Shao et al.

Dynamin‐like protein 1 cleavage by calpain in Alzheimer’s disease

Changjuan Shao, Sirui Jiang, Fangqiang Tang, Wenzhang Wang, Xiongwei Zhu

Department of Pathology, Case Western Reserve University School of Medicine, Cleveland, OH

Abnormal mitochondrial dynamics contributes to mitochondrial dysfunction in Alzheimer's disease (AD), yet the underlying mechanism remains elusive. In the current study, we reported that DLP1, the key mitochondrial fission GTPase, is a substrate of calpain which produced specific N‐terminal DLP1 cleavage fragments around 50kDa. In addition, various AD‐related insults such as exposure to glutamate, soluble amyloid‐β oligomers, or reagents inducing tau hyperphosphorylation (i.e., okadaic acid) led to calpain‐dependent cleavage of DLP1 in primary cortical neurons. DLP1 cleavage fragments were found in cortical neurons of CRND8 APP transgenic mice which can be inhibited by calpeptin, a potent small molecule inhibitor of calpain.
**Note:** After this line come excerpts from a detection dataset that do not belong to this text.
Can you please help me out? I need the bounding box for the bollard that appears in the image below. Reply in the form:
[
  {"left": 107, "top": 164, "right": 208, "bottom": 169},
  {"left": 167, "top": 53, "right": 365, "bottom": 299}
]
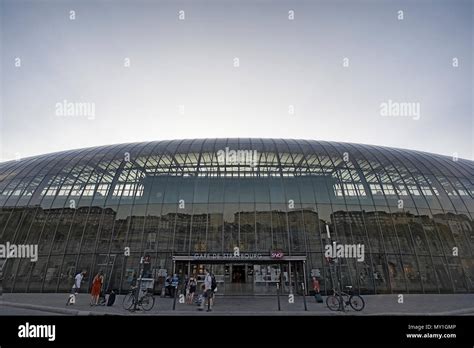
[
  {"left": 301, "top": 283, "right": 308, "bottom": 311},
  {"left": 173, "top": 287, "right": 178, "bottom": 310},
  {"left": 277, "top": 283, "right": 281, "bottom": 311}
]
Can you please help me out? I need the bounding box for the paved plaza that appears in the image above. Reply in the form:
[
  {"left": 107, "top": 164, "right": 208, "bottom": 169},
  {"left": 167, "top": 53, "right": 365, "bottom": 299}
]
[{"left": 0, "top": 293, "right": 474, "bottom": 316}]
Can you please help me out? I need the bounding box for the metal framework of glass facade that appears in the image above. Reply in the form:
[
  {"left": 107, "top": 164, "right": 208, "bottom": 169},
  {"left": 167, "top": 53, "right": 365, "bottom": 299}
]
[{"left": 0, "top": 139, "right": 474, "bottom": 293}]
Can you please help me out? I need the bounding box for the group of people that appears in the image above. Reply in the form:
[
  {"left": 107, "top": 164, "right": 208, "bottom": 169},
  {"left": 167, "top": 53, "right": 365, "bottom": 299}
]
[
  {"left": 165, "top": 269, "right": 217, "bottom": 312},
  {"left": 68, "top": 270, "right": 110, "bottom": 306}
]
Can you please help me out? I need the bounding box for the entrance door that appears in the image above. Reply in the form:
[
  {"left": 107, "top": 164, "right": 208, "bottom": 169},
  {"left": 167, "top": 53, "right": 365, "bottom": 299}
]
[
  {"left": 232, "top": 265, "right": 245, "bottom": 283},
  {"left": 97, "top": 254, "right": 117, "bottom": 292}
]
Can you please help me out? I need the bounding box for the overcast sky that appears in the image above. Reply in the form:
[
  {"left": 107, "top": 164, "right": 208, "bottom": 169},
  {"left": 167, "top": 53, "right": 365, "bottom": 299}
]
[{"left": 0, "top": 0, "right": 474, "bottom": 160}]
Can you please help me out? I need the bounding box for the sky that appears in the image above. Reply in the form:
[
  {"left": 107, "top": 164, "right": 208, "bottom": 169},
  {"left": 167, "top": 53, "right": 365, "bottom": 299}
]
[{"left": 0, "top": 0, "right": 474, "bottom": 161}]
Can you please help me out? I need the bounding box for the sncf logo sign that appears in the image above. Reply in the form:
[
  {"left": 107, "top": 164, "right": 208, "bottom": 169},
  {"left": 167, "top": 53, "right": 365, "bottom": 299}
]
[{"left": 271, "top": 250, "right": 284, "bottom": 259}]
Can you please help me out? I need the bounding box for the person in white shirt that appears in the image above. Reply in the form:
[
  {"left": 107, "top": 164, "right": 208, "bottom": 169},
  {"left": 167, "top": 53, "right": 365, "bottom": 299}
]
[
  {"left": 66, "top": 270, "right": 87, "bottom": 306},
  {"left": 204, "top": 269, "right": 214, "bottom": 312}
]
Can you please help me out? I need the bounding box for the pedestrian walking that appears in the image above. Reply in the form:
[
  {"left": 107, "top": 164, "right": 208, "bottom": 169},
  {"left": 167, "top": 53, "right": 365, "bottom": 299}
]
[
  {"left": 66, "top": 270, "right": 87, "bottom": 306},
  {"left": 90, "top": 270, "right": 104, "bottom": 306},
  {"left": 204, "top": 269, "right": 215, "bottom": 312},
  {"left": 186, "top": 274, "right": 197, "bottom": 304},
  {"left": 313, "top": 277, "right": 323, "bottom": 303}
]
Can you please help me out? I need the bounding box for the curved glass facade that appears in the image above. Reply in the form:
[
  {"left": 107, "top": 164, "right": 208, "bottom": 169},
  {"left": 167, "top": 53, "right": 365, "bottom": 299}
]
[{"left": 0, "top": 139, "right": 474, "bottom": 293}]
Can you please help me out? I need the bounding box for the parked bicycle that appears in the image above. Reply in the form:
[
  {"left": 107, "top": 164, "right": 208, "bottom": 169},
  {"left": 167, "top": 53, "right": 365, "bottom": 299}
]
[
  {"left": 122, "top": 286, "right": 155, "bottom": 312},
  {"left": 326, "top": 285, "right": 365, "bottom": 312}
]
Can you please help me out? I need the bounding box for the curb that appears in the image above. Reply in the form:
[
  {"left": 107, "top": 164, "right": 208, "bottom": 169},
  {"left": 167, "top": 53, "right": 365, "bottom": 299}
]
[
  {"left": 0, "top": 301, "right": 92, "bottom": 316},
  {"left": 0, "top": 301, "right": 474, "bottom": 316}
]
Importantly, these N‐terminal DLP1 fragments were also present in the human brains, and the levels of both full‐length and N‐terminal fragments of DLP1 and the full‐length and calpain‐specific cleavage product of spectrin were significantly reduced in AD brains along with significantly increased calpain. The cleavage of DLP1 by calpain was further analyzed by bioinformatic and mutagenesis studies that demonstrated the cleavage site at DLP1(511-521) in the VD domain by calpain. Synthesized peptides of the sequence flanking the DLP1 cleavage sites could effectively block calpain cleavage in AD models.  Taken together, our study suggests that calpain‐dependent cleavage is at least one of the posttranscriptional mechanisms that contribute to the dysregulation ofmitochondrial dynamics and provide novel target to rescue related mitochondrial dysfunction in AD.